Pour économiser deux francs il ne voulut faire signe à aucun des cochers de fiacres qui d’un œil somnolaient sur leurs sièges. Sorti de la gare il hésita : devait-il aller à gauche, à droite, en avant, faire volte-face ? Il avait cependant trouvé tout simple le long itinéraire, à s’en pénétrer d’après un plan minuscule : la rue de Lyon, la place de la Bastille, les boulevards jusqu’à l’Opéra. Mais les plans doivent être trompeurs ; il était désorienté. Sa petite ville lui revint à la mémoire avec sa grand’rue et quatre ou cinq sentiers, qu’il eût suivis les yeux fermés, qui finissent entre des jardins. Ce n’était pas davantage la ville du collège ni de la caserne, avec beaucoup de rues sans doute, mais que l’on a vite fait de connaître chacune par son nom, des rues qui prennent de grands airs tant qu’elles sont dans la ville, mais n’ont pas honte de finir chemins, sentiers, routes, dès que les maisons ne veulent plus les suivre.
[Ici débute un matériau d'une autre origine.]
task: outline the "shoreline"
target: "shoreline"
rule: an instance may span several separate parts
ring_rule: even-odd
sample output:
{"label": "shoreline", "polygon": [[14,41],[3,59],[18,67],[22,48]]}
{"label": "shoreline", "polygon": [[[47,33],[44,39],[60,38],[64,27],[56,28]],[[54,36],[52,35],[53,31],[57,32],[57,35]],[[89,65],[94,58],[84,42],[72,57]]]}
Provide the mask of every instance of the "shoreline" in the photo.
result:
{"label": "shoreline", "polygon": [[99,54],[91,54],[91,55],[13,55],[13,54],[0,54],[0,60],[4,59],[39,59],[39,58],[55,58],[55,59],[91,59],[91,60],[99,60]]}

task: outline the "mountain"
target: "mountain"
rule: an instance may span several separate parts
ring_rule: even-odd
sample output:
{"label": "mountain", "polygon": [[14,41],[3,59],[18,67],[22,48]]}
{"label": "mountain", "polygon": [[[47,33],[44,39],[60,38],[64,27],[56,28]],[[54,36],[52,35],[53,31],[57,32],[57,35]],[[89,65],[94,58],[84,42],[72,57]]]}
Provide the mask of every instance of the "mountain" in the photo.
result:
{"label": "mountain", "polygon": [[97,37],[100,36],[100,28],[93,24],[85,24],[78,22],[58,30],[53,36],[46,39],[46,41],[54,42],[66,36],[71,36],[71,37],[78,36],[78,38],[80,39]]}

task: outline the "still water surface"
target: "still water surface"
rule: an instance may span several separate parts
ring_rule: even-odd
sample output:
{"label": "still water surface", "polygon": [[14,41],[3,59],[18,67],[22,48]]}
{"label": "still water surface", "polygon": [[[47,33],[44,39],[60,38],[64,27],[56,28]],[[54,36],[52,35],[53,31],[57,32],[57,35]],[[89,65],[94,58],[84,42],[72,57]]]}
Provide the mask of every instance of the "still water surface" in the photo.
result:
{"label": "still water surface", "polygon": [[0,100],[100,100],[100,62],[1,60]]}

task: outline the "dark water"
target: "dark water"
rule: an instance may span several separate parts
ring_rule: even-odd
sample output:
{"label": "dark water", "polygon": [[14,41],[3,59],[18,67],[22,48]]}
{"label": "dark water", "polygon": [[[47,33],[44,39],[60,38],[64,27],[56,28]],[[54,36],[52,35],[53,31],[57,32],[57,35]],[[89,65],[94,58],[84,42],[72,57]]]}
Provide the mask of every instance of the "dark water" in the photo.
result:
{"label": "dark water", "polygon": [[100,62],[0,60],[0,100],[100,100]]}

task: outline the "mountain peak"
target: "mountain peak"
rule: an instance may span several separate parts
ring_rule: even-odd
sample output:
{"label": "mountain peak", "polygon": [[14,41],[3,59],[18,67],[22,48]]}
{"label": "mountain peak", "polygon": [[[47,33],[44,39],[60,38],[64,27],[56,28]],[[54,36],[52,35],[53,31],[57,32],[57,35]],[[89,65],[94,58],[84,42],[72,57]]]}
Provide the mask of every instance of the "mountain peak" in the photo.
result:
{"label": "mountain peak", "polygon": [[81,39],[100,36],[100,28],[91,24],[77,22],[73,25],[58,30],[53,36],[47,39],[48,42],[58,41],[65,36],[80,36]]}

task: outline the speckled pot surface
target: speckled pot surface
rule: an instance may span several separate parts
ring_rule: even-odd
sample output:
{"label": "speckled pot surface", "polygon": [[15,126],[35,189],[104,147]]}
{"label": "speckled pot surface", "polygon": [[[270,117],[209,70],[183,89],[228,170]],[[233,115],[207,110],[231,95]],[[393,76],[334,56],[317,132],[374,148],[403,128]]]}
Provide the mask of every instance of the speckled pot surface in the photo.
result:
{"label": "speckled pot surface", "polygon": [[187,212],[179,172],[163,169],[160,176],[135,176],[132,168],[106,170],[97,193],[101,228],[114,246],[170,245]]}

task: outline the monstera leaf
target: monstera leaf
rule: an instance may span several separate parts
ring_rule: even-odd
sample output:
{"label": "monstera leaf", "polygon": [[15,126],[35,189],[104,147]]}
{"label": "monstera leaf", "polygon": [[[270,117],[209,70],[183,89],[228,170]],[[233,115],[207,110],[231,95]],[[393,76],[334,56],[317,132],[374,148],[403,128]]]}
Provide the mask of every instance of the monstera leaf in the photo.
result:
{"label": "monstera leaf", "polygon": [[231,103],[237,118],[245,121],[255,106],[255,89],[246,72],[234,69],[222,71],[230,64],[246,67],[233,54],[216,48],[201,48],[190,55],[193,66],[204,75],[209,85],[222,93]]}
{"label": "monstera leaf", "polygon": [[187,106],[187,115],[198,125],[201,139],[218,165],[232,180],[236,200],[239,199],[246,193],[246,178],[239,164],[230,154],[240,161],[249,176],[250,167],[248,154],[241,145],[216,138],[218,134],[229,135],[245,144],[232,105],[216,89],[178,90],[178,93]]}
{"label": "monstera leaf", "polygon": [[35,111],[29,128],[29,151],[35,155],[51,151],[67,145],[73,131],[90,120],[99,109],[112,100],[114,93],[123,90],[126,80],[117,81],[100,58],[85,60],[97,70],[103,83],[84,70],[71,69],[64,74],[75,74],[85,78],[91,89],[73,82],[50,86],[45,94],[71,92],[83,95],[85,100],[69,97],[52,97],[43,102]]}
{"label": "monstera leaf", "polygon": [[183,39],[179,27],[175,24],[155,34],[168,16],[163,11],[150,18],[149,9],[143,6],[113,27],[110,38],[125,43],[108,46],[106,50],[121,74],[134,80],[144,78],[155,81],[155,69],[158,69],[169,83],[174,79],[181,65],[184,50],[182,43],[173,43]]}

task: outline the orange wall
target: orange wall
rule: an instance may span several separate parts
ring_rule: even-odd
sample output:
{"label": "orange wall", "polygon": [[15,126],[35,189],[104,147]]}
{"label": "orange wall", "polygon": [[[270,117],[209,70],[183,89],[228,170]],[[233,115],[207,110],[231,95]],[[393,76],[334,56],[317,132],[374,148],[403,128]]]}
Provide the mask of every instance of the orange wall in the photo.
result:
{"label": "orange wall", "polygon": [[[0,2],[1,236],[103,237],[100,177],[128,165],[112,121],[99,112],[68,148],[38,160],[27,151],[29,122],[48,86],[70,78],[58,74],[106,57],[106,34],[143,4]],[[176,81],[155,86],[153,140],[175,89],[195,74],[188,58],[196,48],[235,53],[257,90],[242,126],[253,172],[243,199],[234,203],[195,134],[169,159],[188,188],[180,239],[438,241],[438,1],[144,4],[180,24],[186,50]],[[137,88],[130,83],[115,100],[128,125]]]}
Paris s’étendait à l’infini avec ses toits qui semblaient se chevaucher, aveugles, dans le brouillard d’un des premiers matins de l’automne. Il voyait les maisons se suivre soudées les unes aux autres. Il y a peut-être au milieu d’elles des églises avec leurs clochers, mais elles montent si haut vers le ciel qu’elles les cachent. Elles ont jailli du sol comme une végétation de pierre. Il a fallu en abattre pour pouvoir respirer ; sinon elles auraient envahi Paris. De-ci de-là des clairières qui sont des places publiques.
Au hasard il marcha lentement. Parce qu’il n’osait point lever les yeux pour regarder les plaques indicatrices, il eut un brusque mouvement d’épaules, rejetant la tête en arrière comme pour se délivrer d’une pensée obsédante.
— Ah ! tout de même ! se dit-il.
Il se trouvait à l’entrée de la rue de Lyon.
Son ventre sonnait creux.
— J’aurais mieux fait, songea-t-il, de manger dans le train.
Il n’avait pu s’y décider : tirer d’un papier blanc graisseux une cuisse de poulet, attendre pour boire qu’une gare veuille bien se trouver sur le parcours, étendre une serviette sur ses genoux, prendre soin de jeter sous la banquette les pelures de fruits, lui avait semblé indigne de lui. Il portait son costume gris fer. Sa cravate bleue semée de lunules blanches faisait penser à de l’étoffe coupée dans un pan de ciel nocturne. Le col et les poignets de sa chemise, empesés, remplaçaient faux-col et manchettes.